Actually respecting citizens:

  • Trusting them with factual information about major purchases
  • Sharing research they funded about topics affecting their lives
  • Believing people can understand cost comparisons and make informed choices
  • Providing consumer guidance as a basic public service

Actually toxic to citizenship:

  • Deciding they can’t handle straightforward information
  • Hiding research because you assume they’ll misunderstand
  • Withholding data that could save them money
  • Treating taxpayers like children who need protection from facts

Protecting Democratic Information Sharing

Breaking this cycle requires recognizing how disinformation campaigns manipulate public servants into betraying public service:

Officials: Your duty is providing citizens with accurate information. When you hide helpful research, you’re not avoiding elitism—you’re practicing it.

Leaders: Defend civil servants who share evidence-based information. Make clear that taxpayer-funded research belongs to taxpayers.

Media: Report on information suppression as democratic failure. Don’t amplify narratives designed to prevent evidence-based policy.

Citizens: Demand access to research you funded. Support officials who prioritize transparency. Recognize when “controversy” is manufactured to hide helpful information.

Threats to Every Democracy

Switzerland’s buried electric vehicle study forces us to confront fundamental questions about information warfare in our midst.

What is government for?

If not to help citizens make informed decisions with accurate information, then what?

Who benefits from ignorance?

When public servants fear sharing consumer guidance, who profits from uninformed purchasing decisions?

What does democracy mean?

Can it function when officials hide information because they’ve internalized anti-democratic narratives?

What Swiss Officials Tried to Hide, to Appease Anti-Government Elites

  • Electric vehicles have lower lifetime costs than gas cars for most drivers
  • The climate benefit of switching is immediate and substantial
  • These findings align with international research and basic physics
  • This information could help families save thousands of francs

This is helpful consumer information. There’s nothing controversial about helping people save money while supporting energy independence.

The controversy was manufactured by those who benefit when consumers lack information. Swiss officials fell for it, choosing institutional comfort over public service.

The real scandal

Public servants so paralyzed by false narratives that they forget their job is serving the public with facts.

The Swiss case isn’t unique.
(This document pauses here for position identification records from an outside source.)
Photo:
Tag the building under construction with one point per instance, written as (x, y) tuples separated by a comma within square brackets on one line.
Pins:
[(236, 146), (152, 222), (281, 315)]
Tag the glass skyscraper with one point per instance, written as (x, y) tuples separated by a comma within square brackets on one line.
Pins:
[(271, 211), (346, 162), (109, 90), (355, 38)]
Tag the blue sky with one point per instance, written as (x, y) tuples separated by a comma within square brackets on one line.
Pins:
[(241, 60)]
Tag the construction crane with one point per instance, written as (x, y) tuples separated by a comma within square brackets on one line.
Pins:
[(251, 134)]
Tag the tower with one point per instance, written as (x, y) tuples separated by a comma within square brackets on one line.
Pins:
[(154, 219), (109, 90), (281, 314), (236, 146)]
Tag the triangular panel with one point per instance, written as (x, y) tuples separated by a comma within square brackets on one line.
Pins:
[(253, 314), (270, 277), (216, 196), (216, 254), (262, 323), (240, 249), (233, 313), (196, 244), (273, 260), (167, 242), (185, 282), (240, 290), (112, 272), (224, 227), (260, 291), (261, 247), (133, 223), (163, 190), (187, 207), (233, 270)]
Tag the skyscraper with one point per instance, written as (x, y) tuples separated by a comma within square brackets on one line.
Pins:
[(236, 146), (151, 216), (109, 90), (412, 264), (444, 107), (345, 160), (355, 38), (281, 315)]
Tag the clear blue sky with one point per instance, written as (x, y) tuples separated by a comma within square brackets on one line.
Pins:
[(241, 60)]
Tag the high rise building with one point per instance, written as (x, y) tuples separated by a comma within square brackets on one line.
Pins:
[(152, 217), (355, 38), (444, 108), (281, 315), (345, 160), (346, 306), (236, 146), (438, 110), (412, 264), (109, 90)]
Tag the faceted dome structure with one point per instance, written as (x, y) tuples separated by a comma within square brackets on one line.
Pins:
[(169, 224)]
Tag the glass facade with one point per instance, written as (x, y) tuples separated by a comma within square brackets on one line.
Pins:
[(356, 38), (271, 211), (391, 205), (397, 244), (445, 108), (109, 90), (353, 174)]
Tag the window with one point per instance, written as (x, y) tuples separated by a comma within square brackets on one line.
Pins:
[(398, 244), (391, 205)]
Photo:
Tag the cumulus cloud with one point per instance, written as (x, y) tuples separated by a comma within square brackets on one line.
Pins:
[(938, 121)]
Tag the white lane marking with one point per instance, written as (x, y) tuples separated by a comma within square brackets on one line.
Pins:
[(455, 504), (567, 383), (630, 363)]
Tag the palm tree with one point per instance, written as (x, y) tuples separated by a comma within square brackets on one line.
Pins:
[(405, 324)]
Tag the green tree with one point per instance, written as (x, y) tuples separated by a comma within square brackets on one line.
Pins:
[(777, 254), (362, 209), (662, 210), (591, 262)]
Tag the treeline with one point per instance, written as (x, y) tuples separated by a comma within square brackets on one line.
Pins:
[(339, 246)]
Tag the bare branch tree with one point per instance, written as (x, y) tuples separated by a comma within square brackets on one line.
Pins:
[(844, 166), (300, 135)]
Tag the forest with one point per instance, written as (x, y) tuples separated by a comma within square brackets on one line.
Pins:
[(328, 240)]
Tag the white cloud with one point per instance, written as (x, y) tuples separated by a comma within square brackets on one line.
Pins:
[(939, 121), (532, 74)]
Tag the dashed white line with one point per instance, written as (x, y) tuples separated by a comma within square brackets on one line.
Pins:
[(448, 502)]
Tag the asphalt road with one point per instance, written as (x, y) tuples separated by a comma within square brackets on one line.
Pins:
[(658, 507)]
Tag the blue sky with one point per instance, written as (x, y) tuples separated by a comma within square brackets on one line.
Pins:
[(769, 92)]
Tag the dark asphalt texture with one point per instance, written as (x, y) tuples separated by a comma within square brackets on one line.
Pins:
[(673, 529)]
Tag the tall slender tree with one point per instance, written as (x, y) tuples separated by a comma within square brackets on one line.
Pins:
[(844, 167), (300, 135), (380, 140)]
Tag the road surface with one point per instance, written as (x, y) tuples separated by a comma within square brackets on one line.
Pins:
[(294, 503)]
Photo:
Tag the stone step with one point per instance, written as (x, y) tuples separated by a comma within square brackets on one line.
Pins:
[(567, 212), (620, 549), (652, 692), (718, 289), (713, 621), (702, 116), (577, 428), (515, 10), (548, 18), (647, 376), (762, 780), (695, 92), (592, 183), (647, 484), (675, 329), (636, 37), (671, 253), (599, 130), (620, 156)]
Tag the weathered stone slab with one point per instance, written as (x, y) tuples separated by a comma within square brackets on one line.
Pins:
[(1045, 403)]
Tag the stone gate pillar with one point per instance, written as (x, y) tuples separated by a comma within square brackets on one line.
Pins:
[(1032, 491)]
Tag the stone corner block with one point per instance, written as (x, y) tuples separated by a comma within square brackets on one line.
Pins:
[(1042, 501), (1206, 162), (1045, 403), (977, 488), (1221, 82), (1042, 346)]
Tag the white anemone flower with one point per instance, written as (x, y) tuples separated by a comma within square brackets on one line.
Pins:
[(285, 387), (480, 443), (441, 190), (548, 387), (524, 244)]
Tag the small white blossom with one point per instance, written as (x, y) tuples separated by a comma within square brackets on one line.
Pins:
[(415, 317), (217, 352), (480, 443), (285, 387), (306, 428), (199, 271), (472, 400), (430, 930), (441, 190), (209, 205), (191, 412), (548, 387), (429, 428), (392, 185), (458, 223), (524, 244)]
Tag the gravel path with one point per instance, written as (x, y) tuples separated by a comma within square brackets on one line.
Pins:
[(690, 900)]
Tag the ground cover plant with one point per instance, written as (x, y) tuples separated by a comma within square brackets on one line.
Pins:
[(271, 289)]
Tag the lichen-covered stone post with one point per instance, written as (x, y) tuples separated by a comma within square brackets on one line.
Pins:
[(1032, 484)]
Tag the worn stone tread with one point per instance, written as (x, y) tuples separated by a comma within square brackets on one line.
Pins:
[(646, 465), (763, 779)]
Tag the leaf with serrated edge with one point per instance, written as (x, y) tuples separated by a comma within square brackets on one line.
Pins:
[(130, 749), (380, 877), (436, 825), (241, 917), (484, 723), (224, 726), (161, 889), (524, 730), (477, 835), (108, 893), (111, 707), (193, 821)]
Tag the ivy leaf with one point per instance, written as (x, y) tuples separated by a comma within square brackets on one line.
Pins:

Across democracies, public servants increasingly fear that doing their jobs—providing helpful information to citizens—will bring punishment.

This fear doesn’t arise naturally. It’s cultivated by campaigns designed to prevent evidence-based policy by making evidence itself seem dangerous.

The simple antidote

Recognize that democratic governments exist to help citizens make informed decisions. Any narrative suggesting that informed citizens are bad for democracy is itself anti-democratic.

When officials hide helpful information, they don’t avoid elitism—they embody it. When they share facts that help people save money and protect their children’s future, they practice democratic respect.

The choice is clear. The question is whether democratic institutions will remember their purpose and remove toxic right wing extremists like removing lead from gasoline, or upgrading from petroleum altogether.


An investigation by Republik and the WAV research collective first uncovered how false narratives about “elitism” led Swiss officials to hide helpful consumer information. Thanks to freedom of information laws, the study “Purchase Decision: When It Pays to Switch to an Electric Car” is now publicly available.

The case demonstrates why transparency laws and investigative journalism remain essential for democratic accountability—especially when public servants forget they serve the public.